Board members of critical services operators will soon be required to undergo cyber security training
Sign up now: Get ST's newsletters delivered to your inbox
Participants at the annual Critical Infrastructure Defence Exercise for the nation’s 11 critical sectors on Nov 12.
ST PHOTO: NG SOR LUAN
Follow topic:
SINGAPORE - Board members of the operators of critical services in Singapore will need to go through cyber security training, as part of new requirements that will be codified within the first quarter of 2026.
These board members will also need to enhance their supervision and responsibility over the critical information infrastructure (CII) as well as adjacent systems, said Minister for Digital Development and Information Josephine Teo on Nov 12.
These critical sectors include energy, healthcare, telecommunications, finance and media.
Chief information security officers should also be provided direct access to the board as part of the updated Cybersecurity Code of Practice, said Mrs Teo, adding that threat actors will stop at nothing to steal data from CII operators and disrupt services.
The updates come after the Government announced in October that it will be sharing classified threat intelligence
“What we would like for CII owners to do is to have a clear-eyed view of what they are up against, and to take the necessary action to better protect Singaporeans,” said Mrs Teo.
Speaking on the sidelines of the annual Critical Infrastructure Defence Exercise (Cidex) for the nation’s 11 critical sectors, she said the update comes at a time when the threat landscape has shifted considerably. The code was last updated in 2022.
CII operators that are found to have been negligent in securing their systems in the wake of an attack would face penalties, as outlined in the Cybersecurity Act. This would include those that do not follow the requirements in the updated code.
The Cybersecurity Act came into force in 2018, and was amended in 2024
“When it comes to cyber security, we need to hunt as a pack to identify where our weaknesses and vulnerabilities are; but we also need to defend as a team,” Mrs Teo said, adding that Cidex hones this aspect.
More than 250 participants from 33 governmental and private organisations are taking part in the exercise in 2025, which is being held at the Singapore Institute of Technology from Nov 11 to 14. The exercise has been held yearly since 2022 to test participants’ skills against simulated cyber attacks.
Participants include Changi Airport Group, telco M1, OCBC Bank and the Government Technology Agency, as well as others responsible for defending the nation’s digital backbone, power grid, rail systems and telecommunications networks.
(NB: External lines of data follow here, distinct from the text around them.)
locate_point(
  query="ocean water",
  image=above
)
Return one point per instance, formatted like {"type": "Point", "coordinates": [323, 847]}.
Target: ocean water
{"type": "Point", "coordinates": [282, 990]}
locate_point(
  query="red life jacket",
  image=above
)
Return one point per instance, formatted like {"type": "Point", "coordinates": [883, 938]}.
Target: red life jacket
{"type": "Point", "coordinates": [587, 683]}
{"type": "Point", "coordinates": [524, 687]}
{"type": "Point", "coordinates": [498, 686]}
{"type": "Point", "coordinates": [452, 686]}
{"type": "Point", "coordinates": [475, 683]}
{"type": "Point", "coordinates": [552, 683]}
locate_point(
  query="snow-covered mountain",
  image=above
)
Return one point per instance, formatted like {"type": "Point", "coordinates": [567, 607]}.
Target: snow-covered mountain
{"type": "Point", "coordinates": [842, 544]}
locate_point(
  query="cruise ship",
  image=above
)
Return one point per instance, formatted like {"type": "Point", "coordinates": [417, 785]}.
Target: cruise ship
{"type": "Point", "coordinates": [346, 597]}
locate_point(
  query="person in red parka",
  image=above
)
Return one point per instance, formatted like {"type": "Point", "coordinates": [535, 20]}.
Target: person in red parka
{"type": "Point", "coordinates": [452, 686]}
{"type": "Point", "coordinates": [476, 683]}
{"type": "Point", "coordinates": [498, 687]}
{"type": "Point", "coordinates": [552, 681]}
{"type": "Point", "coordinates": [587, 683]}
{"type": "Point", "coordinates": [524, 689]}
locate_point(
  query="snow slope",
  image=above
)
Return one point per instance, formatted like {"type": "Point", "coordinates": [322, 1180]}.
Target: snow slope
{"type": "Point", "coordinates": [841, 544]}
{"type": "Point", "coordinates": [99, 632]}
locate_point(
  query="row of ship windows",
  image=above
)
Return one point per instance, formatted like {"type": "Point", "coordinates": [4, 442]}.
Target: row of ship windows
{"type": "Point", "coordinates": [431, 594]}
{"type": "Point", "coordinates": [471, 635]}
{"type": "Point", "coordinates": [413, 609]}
The focus of the 2025 exercise is incorporating intelligence from ongoing cyber operations into the design of the attacks, said Singapore’s Defence Cyber chief Clarence Cai.
“We do this so that our defenders know what and, importantly, how to look for advanced actors in their networks when they return to their respective organisations,” he said.
This includes sophisticated attacks that originate in the IT space, that go on to disrupt infrastructure that controls physical systems and devices, he added.
He said participants also benefit from the learnings of various industry players such as Google and Amazon Web Services, which have shared their observations on cyber threats across different cloud environments.
Defence Minister Chan Chun Sing said that 2025’s drill is the first where all 11 CIIs participated to attain three goals: vigilance, unity of action and resilience.
“Vigilance means that we must keep everyone updated on the latest threats,” he said.
On unity of action, Mr Chan said the strength of the network is dependent on the weakest link.
“So if there’s one compromise in any part of the network, it actually compromises the entire network, which is why having all the various agencies coming together is so important,” he said.
But the most important goal, he said, is resilience, marked by how all the sectors’ competency can be levelled up to bounce back from any setback as soon as possible.
A state-sponsored threat actor entering through a virtual private network gateway to take down an energy plant was one of the simulated attacks that Major (NS) Chong Rong Hwa led his 20-strong team to defend against during the exercise.
As mentor of the cyber defenders within the energy sector, he worked with his team to identify all the different channels that an attack could come from, and guided them in differentiating between benign and malicious activities on the network.
“We will then remediate by removing some of the threats, perhaps by removing malicious software and IP addresses,” said MAJ Chong, who is from the Digital and Intelligence Service, a branch of the Singapore Armed Forces.
Another scenario faced by the transport sector was a traffic collision that resulted from a cyber attack on a traffic signalling system, he said.
Colonel Cai said: “An attack that starts in one sector may quickly be promulgated to other sectors, so our ability to communicate threat intelligence picked up by one sector to others is immensely important.
“This is the seriousness with which we take this exercise, because we know how it will affect the lives of our fellow Singaporeans.”